2024年12月9日(月)

この熱き人々

2016年10月20日

 幼い頃に観た一本の映画。生の根源にある圧倒的な美に触れた体験が、映像の世界への扉を押し開けた。希望と絶望の合わせ鏡のような現実の中で分かち合い生きていく人の営みの尊さを、独特の視線と映像美で描き出す。

 『しあわせのパン』『ぶどうのなみだ』『繕(つくろい)い裁(た)つ人』と話題の映画を毎年世に送り出し、この秋には湊かなえ原作の『少女』が公開される気鋭の映画監督。撮影現場でカメラをのぞき込む厳しい横顔の印象を抱えつつ待ち構えていると、三島有紀子監督は、競技場に入るアスリートのようなパワーと少女のような軽やかさを漂わせて現れた。ちょっと意表を突かれ、剛と柔のイメージが行き来し、遠と近との間合いが変わり、腕を組む仕草にカントクの4文字にまた引き戻され……忙しく気持ちのピントを調整しながら、写真撮影中の三島を眺めていた。
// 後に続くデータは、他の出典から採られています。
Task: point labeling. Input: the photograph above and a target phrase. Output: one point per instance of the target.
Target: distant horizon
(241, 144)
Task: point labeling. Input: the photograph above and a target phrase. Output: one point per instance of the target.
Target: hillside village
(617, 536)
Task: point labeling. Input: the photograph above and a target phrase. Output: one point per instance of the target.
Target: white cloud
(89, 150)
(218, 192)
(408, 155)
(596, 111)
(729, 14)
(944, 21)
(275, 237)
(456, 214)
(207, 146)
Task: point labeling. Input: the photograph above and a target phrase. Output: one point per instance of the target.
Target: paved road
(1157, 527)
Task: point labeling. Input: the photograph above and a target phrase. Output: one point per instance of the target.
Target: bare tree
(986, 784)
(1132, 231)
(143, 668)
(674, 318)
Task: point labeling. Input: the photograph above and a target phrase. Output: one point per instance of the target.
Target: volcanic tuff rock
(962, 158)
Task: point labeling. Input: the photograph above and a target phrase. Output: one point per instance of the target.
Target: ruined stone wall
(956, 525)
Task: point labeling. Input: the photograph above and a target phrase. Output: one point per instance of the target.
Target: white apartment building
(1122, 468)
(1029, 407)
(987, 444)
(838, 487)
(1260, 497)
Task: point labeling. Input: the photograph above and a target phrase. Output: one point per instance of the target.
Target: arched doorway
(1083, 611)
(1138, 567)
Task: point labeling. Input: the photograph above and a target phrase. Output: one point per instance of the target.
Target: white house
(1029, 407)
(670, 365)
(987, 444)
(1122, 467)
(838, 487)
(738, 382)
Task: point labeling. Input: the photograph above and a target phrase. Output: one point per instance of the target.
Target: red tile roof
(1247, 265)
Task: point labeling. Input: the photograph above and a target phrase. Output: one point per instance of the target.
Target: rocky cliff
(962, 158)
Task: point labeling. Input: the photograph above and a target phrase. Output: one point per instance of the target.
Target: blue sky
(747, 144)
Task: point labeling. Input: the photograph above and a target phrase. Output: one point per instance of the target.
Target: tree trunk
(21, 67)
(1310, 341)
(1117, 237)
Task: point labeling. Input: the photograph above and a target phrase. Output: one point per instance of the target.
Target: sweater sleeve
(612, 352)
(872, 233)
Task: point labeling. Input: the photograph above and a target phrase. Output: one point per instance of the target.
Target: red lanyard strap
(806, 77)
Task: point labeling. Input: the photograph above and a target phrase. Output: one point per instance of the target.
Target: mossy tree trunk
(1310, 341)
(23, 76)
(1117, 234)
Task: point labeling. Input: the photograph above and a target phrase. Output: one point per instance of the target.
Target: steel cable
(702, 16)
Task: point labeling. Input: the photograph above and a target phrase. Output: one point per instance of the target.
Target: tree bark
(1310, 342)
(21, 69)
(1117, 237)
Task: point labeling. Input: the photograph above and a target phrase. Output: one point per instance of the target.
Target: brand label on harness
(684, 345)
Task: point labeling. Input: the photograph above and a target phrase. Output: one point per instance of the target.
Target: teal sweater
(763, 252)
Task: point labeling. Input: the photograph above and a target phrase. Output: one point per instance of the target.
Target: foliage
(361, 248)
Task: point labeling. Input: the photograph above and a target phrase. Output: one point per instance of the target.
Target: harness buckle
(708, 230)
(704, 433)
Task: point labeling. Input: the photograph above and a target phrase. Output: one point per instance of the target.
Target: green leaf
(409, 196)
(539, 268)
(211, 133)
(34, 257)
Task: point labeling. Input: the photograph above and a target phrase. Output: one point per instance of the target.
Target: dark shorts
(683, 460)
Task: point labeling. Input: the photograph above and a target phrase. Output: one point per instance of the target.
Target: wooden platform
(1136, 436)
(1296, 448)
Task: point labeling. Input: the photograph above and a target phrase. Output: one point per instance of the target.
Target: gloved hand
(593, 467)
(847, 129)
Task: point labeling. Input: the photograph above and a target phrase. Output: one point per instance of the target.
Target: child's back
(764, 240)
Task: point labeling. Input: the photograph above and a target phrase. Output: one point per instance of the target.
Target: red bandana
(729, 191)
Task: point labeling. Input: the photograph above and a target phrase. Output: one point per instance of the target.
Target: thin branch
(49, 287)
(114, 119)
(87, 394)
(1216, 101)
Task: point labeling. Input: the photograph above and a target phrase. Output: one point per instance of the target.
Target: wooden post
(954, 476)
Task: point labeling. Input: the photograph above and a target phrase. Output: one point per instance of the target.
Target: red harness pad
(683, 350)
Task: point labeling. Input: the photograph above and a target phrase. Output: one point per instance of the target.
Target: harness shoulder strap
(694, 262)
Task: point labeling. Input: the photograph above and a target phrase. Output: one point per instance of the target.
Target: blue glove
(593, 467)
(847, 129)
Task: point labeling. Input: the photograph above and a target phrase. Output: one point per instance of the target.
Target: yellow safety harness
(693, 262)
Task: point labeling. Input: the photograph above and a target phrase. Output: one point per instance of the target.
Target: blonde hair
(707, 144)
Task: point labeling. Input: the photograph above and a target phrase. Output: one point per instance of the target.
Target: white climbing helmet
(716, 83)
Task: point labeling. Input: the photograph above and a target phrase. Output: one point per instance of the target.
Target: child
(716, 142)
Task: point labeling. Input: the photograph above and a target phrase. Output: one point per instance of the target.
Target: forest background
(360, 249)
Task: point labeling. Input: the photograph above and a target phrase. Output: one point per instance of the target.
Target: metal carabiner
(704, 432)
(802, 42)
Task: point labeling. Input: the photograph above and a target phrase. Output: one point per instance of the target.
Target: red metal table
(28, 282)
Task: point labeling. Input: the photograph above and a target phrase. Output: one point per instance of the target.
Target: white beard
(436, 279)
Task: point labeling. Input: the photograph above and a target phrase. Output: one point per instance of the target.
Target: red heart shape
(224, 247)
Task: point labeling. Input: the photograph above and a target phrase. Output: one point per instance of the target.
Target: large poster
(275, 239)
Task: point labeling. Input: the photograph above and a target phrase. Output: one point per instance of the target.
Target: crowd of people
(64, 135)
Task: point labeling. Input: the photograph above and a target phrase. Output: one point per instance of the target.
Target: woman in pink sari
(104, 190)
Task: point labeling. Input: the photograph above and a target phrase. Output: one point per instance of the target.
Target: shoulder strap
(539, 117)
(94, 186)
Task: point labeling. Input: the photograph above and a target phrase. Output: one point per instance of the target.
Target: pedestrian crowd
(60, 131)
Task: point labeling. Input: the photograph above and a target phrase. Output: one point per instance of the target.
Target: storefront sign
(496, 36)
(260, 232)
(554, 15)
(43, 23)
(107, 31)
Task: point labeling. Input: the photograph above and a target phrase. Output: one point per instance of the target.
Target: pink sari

 「撮影現場で写真を撮られるのは全然気にならないんですけど、こういうのは恥ずかしいですね。役者の気持ちがわかります。何が求められているのか空気を読んでいながら読んでないフリをしたり。悲しい性(さが)です」

 生まれながらに持っている性といえば、小学生の頃から三島は映画監督になりたいと思っていたそうだ。中学生の時には、将来の夢は映画監督と小さくて読めないような字で文集に記した。

 「父が映画好きで、監督といえば黒澤明監督とか小津安二郎監督。だから、大きな字で映画監督って書けなかった」

 たとえ大きな字では書けなくても、書かずにはいられない思いが確かに存在したということなのだろう。三島の記憶に最初の強烈な印象を与えた映画との出会いは、父に連れられて観たイギリス映画『赤い靴』。主人公のバレリーナが恋愛とバレエの狭間(はざま)で悩み、自殺をしてしまうという物語だった。

 「4歳の時でした。自分で死んでしまうということがあるんだというのがショックで1週間くらい眠れなかった。死ってどういうことなんだろうって、それからずっと考えていたような気がします」

 美しいバレエのシーン。大事にしてきた世界を自らの手で無にしてしまう自死。美しさと死。たとえ字幕は読めなくても映画が与えた2つの大きな衝撃は、美を求めてバレエを習うという変化と、傍らに常に死の影をまとわりつかせるという変化を幼い少女にもたらした。

 その2年後、6歳の三島は、隣町の駐車場で変質者にいたずらを受けるという不幸な出来事に見舞われている。